Finra appeared to attribute Sexton’s negligence to negligence rather than malicious intent.

“Sexton did not carefully read the requirements of the economic disaster loan program before applying for a loan,” the letter from Finra said.

The SBA on its website defines the purpose of the funds distributed by EIDL: “To meet financial obligations and operating expenses that might have been met had the disaster not occurred.”

Finra began her investigation into the Sexton loan after Wells Fargo terminated it and filed a U5 form, stating that she released him after asking “for business support from the Small Business Administration when [he] had no pre-existing formal business as required, ”according to Finra’s letter.
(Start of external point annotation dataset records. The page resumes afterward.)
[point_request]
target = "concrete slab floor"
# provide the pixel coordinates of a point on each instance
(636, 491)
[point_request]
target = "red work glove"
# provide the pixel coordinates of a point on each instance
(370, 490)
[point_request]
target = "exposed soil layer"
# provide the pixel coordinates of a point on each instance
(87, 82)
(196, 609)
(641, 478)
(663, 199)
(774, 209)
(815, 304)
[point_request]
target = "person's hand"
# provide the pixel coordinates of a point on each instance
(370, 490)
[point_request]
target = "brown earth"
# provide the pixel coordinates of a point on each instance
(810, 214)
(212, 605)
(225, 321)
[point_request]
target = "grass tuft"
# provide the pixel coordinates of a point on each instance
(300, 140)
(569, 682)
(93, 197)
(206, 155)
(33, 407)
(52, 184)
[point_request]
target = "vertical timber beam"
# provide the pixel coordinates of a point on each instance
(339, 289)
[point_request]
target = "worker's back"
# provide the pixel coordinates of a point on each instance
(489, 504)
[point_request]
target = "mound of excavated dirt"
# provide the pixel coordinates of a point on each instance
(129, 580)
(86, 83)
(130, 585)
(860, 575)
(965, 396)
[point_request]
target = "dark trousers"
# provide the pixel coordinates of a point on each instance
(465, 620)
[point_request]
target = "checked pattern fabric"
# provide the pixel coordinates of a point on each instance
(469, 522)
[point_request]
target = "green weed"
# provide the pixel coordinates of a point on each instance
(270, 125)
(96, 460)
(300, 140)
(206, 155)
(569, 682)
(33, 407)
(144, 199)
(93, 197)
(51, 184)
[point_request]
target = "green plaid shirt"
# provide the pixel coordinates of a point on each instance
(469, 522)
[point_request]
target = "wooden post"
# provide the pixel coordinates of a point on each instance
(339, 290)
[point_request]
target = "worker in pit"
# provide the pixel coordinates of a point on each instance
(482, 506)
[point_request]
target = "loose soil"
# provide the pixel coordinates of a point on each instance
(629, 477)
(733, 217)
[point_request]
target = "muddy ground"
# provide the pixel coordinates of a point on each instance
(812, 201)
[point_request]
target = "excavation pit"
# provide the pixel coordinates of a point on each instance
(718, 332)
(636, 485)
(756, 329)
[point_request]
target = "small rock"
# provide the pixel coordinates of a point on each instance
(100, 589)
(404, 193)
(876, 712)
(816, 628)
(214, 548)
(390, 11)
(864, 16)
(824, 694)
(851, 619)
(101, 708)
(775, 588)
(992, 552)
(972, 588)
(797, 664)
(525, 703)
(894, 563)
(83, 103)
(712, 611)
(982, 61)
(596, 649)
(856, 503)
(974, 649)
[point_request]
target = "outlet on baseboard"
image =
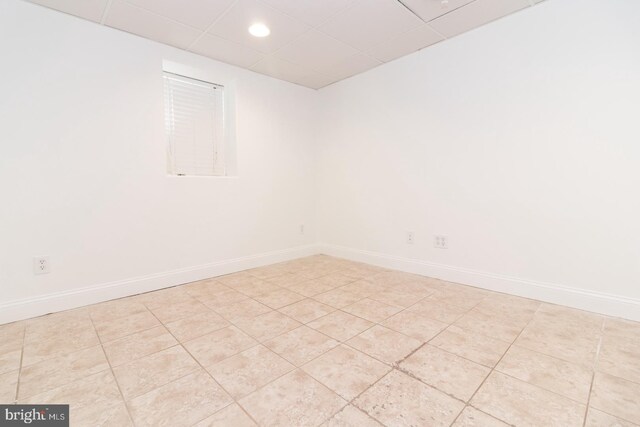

A Wells Fargo spokesperson declined to comment for this story.

For an industry observer, Sexton should be given the benefit of the doubt.

Finra’s allegations against Sexton fall into the same category as a “no-fault-no-fault” basketball court event, writes Bill Singer, a securities attorney who blogs about brokerage legal battles, in a report. opinion piece published on July 22. .

“Notably, there is nothing in the AWC that asserts that Sexton knew he was engaging or intended to engage in any sort of fraud – on the contrary, it somehow appears to have been able to thinking (through negligence as his state of mind may have emerged) that he had a legitimate basis for applying for the loan, ”Singer adds.